Going for a job interview can make you feel very anxious. Sometimes you can come out of an interview feeling like you have been interrogated rather than interviewed. This is a great shame because the whole idea of an interview is to allow an exchange of information both ways between the employer and the potential new candidate so that both parties can learn more about each other and decide whether the candidate is a good fit for the job, and the job is a good fit for the candidate.
Share the focus
If you have a job interview coming up, then obviously you will need to do your homework on the company to help prepare yourself and give you some good background information about the company and its history.
What can be useful here is to look at your research and look for where there are gaps and missing information. You can then come up with some questions to ask during your interview that will give you the answers you are looking for.
By doing this you will be switching the focus from solely being on you as the interviewee and turning the interview into an equal exchange of information. This is an approach that can actually win you favour with the employer because they will see someone sitting opposite them that is not only answering their questions but is also engaging with them and showing interest in the company by being curious and inquisitive.

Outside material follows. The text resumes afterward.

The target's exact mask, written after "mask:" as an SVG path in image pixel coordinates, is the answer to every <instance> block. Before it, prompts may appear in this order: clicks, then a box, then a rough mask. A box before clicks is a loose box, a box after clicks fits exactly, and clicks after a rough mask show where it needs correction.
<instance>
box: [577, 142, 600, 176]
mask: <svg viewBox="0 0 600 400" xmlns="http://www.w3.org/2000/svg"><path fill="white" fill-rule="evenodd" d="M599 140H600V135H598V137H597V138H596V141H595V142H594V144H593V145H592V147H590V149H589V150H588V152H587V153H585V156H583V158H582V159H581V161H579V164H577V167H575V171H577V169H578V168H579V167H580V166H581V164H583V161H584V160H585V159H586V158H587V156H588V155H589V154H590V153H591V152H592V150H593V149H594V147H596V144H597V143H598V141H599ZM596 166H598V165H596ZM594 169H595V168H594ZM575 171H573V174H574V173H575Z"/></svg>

Flatter them with your questions
You have to remember that the employer is looking for the best possible fit for the role on offer. They are protecting and supporting their company by finding someone that will fit seamlessly into their team and will thrive within their company culture.
Your interviewer will be passionate about the company, so will be more than happy to talk about the company in a very positive light. The key here is to not only ask the right questions but to add in a compliment wherever possible.
So for example, you can say that you are very impressed with the values of the company and would imagine that everyone is happy to work for such an ethical employer, but then ask them what is their favourite part of working for the company.
By asking this question you will not only flatter the interviewer, but you will also be able to get a good sense of what their opinion is of working for the company. If they are passionate and enthusiastic with their answer, then that is a good sign that tells you this could be a good company to work for.
Useful questions to ask your interviewer
Keeping the conversation flowing and the focus switching between you and your interviewer through asking useful questions can make the whole interview process much less stressful for you. However, you will also equip yourself with some good insight into the company so you can come away from you interview armed with enough knowledge to allow you to decide if the role is for you or not. Let’s look at some useful questions you should ask your interviewer:
1: What would my day-to-day responsibilities look like?
Getting a good idea about the everyday nitty-gritty tasks you will be completing is valuable because you will need to know if you will be happy to do these jobs every day – all year round. If the job description sounds as dull as dishwater, can you really see yourself still working there in five years time?
2: Does the role offer good career progression?
You will want to know if the company offers their employees opportunities for growth. If you have ambitions to progress in your career then you will want to know if you will be eligible for promotion.
3: Who will I be working with?
It can be helpful to know where you will fit in, especially if you are to be part of an already functioning team. You should also ask about who you will be responsible to, such as line managers or departmental heads.
4: Is there anything particularly challenging about this role?
You may find that the job has stressful elements that you need to be aware of, such as meeting strict deadlines or developmental timelines that need to be met to enable other departments to do their job. If you like a challenge and want a stimulating role, then these details are good to know.
By asking the right questions during your job interview you can not only take some of the pressure off your shoulders, but you can gain valuable knowledge about the company that you may not have been able to research beforehand. This can allow you to see beyond the veneer of the interview and come away knowing whether the job feels right for you.